Healthy Apple Crisp with Cranberries

Yesterday after school, Carter said “Mom, what did you make us today?!” Unfortunately, I didn’t have a good answer for him, but today I will! I needed to use up the remainder of the apples from our haul at the apple orchard this fall. We picked nearly 50 pounds and after only 2 batches of applesauce and 1 pie we had eaten the rest until today…Im trying a healthy version of Apple Crisp for my sweetie pies today, hope you enjoy :)

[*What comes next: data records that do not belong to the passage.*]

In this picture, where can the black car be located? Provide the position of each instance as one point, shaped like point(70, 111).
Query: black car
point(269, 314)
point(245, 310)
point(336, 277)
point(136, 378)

9-12 small apples, peeled, cored and sliced (the handy-dandy peeler slicer is amazing here)

2 TBL lemon juice

2 TBL white sugar

1/4 cup dried cranberries

2 cups of  old-fashioned oats

2 TBL Smart Balance Canola oil spread (or whatever blend/spread you desire)

1 tsp cinnamon

Preheat oven to 350 degrees.

Toss apples, lemon juice and sugar together in a large bowl. Spread in a greased 9×13 pan.

In another bowl, combine oats, brown sugar, canola spread, and cinnamon together with a pastry blender or fork. Sprinkle over the apple mixture.

Bake until crisp is bubbly and golden brown, 50-55 minutes.

Serves 12 and is 4 PointsPlus per serving.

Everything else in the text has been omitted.